At the earliest stage possible, instruct volume contributors to follow Berghahn’s style guide, available at the following two URLs (in long and short versions, respectively):

http://www.berghahnbooks.com/downloads/house_style_US.pdf

http://www.berghahnbooks.com/downloads/style_contribUS.pdf

Note also that ASAO volumes should follow the “author-date” style of citing works, not the “short title” style that Berghahn also lists as an option.

If you are invited to submit your manuscript for review, give an approximate date for submission. Confirm this about 6 weeks before the manuscript is ready so that reviewers can make the time to read the manuscript promptly. You should try to submit clean (but not photo-ready) copy, paginated throughout, with all its parts: tables of contents, list of figures/tables/maps, preface, introduction, all other chapters, conclusions, notes, bibliography. Accurate maps, tables, and figures should be included with the manuscript. You should wait until later to submit biographical notes on each chapter author so that these will be up to date when the book appears. You should also wait until later to make an index for the book. A prospectus with chapter abstracts should accompany the manuscript. The manuscript should be sent to the series editor in hard copies and as attachments. The completed volume should be all in one font with standardized margins and saved in one file; the pagination should be continuous.



PHASE 3: REVIEW AND REVISION

The Series Editor will mail the manuscript at ASAO expense to appropriate qualified reviewers among the three members of the Editorial Advisory Board, or other reviewers if appropriate.
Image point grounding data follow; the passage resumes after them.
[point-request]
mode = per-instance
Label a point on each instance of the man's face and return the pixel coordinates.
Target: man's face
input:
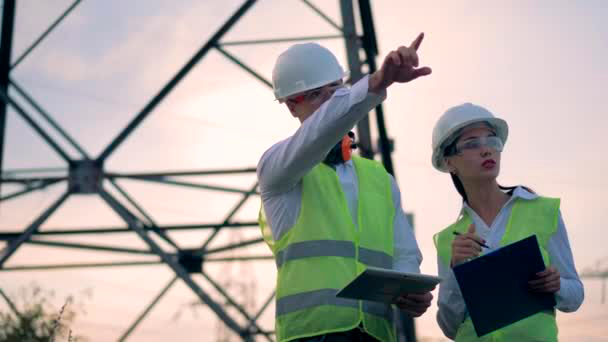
(303, 105)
The manuscript may be recommended to Berghahn (with or without revisions), rejected, or the volume editor(s) may be requested to revise and resubmit the manuscript for a second round of reviewing. Individual chapters may be rejected or chapter authors may be requested to revise and resubmit. If the ASAO Book Board accepts the manuscript with revisions, the revised manuscript should be submitted with a cover letter describing how editors and contributors address editorial comments and suggestions. Please submit the manuscript via email and as a hard copy. The email version should present the manuscript as one document with cover page and table of contents.


PHASE 4: PRODUCTION


Once your volume has been recommended by the ASAO Book Series Board to Berghahn for publication, and Berghahn has agreed with the recommendation (based on examination of the reader’s reports and other supporting materials), the volume editors submit the final, corrected manuscript to Berghahn, and the volume editors work with Berghahn’s production team through the further stages of bringing the work to publication. It takes up to one year from this point of production to being available for distribution. Some specific aspects of the production process are described at the following “author info” page on Berghahn’s website, a bit down the page under the heading “PRODUCTION”:

http://www.berghahnbooks.com/index.php?pg=author_info


PHASE 5: DISTRIBUTION

Berghahn publishes the book initially in hardcover, and then a year later brings the book out in softcover. The Press handles distribution and advertising, including displays at the meetings. Some further information about publicity and distribution can be found at the same “author info” page at Berghahn’s website listed a moment ago, via the link “What to Expect when my Book is Published by Berghahn Books.”